The train ticket with alternation /Internet Photo
A man from eastern China was banned from buying train tickets for six months after he confessed to forging a ticket recently.
The 37-year-old, surnamed Hu, was intercepted at Suzhou railway station in Jiangsu Province last week when a guard detected alterations to his ticket.
After he was taken to a police station, Hu confessed, police said.
He told officers that he was planning to go to Beijing from Suzhou, but he bought a ticket from Suzhou to Nanjing on the same line at a cost of 32.5 yuan (about 5.2 US dollars).
He said he followed the online instructions, printed Chinese characters and numbers on blue paper and glued them on the ticket.
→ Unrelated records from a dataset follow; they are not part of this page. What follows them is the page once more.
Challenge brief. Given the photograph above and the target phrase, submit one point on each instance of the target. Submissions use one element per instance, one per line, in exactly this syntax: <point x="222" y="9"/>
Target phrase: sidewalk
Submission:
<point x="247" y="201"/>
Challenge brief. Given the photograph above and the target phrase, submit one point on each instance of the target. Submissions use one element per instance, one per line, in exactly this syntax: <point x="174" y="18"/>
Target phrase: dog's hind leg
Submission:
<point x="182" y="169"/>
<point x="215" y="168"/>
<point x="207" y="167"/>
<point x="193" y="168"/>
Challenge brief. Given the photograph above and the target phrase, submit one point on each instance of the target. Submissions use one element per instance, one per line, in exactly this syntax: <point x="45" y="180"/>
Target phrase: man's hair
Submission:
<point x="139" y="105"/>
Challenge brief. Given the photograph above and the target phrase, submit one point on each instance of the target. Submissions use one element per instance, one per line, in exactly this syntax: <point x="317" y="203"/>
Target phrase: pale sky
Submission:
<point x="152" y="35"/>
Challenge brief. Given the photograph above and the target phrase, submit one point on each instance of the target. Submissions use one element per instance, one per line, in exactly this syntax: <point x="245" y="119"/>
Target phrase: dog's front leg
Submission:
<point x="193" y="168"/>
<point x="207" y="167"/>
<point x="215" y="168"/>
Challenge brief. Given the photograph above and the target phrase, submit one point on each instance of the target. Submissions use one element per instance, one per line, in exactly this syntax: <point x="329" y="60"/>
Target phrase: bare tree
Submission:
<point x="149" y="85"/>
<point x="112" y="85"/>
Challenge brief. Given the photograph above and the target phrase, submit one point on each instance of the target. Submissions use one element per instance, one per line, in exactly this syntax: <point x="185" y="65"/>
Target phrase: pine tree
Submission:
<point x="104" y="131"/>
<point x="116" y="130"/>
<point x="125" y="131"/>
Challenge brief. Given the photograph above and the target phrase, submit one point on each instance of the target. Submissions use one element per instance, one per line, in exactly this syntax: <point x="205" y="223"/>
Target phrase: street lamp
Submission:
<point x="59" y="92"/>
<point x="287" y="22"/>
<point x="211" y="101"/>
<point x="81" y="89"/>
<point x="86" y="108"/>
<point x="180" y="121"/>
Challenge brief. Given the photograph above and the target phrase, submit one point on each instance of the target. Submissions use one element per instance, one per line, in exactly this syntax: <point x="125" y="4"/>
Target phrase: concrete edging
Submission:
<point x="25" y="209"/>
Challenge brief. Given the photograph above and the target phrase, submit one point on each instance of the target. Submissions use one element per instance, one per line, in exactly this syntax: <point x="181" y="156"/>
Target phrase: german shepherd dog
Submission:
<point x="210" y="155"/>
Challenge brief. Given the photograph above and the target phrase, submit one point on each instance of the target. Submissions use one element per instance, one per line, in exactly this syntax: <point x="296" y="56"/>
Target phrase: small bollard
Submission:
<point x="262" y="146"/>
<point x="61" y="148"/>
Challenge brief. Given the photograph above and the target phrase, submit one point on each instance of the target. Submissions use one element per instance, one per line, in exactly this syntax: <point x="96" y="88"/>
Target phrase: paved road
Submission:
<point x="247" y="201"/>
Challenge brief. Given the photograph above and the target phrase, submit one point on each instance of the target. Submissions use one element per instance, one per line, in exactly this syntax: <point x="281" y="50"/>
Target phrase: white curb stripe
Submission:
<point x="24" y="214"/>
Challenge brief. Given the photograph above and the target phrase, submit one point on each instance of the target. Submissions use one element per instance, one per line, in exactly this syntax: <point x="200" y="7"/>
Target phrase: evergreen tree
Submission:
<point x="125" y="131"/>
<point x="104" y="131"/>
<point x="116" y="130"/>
By doing so, the ticket shows the destination as Beijing and the price changed into 168.5 yuan (about 26.7 US dollars).
He was detained for five days and his name will be recorded into his social credit system, which means he cannot buy any train tickets in the next six months.
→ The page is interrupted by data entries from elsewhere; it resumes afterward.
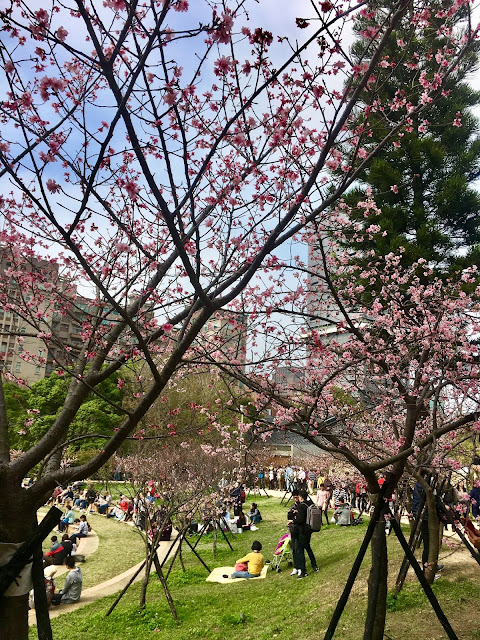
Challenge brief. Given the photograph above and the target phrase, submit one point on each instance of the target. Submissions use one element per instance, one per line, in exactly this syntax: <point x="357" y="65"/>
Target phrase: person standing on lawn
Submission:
<point x="254" y="561"/>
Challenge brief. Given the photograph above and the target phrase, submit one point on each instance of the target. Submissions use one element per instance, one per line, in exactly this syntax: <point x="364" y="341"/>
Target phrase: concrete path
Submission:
<point x="106" y="588"/>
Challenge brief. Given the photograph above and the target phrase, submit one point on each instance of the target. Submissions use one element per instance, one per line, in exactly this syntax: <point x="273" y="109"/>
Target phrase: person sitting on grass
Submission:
<point x="68" y="519"/>
<point x="72" y="588"/>
<point x="254" y="561"/>
<point x="58" y="555"/>
<point x="55" y="543"/>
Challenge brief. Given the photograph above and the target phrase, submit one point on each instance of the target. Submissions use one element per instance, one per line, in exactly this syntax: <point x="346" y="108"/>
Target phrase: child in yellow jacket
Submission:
<point x="255" y="563"/>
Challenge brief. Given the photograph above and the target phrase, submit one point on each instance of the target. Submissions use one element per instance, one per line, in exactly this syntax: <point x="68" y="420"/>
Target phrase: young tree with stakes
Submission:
<point x="154" y="157"/>
<point x="387" y="384"/>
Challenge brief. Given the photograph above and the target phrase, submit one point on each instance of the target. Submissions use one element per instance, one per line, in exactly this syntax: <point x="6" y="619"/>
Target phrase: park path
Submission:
<point x="107" y="588"/>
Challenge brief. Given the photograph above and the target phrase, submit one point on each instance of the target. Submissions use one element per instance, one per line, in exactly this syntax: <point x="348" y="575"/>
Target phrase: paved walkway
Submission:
<point x="103" y="589"/>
First announced in 2014, the social credit system is an attempt to promote honesty and deter cheating, with honest people and enterprises honored while poor credit performers like defaulting debtors and taxpayers blacklisted.
According to Zhang Yong, deputy head of the National Development and Reform Commission, China’s top economic planner, more than nine million Chinese have been denied air transportation and over three million people had been prohibited from buying soft sleeper train and bullet train tickets due to their poor credit performance up to March.
The mechanism is expected to be fully implemented by 2020.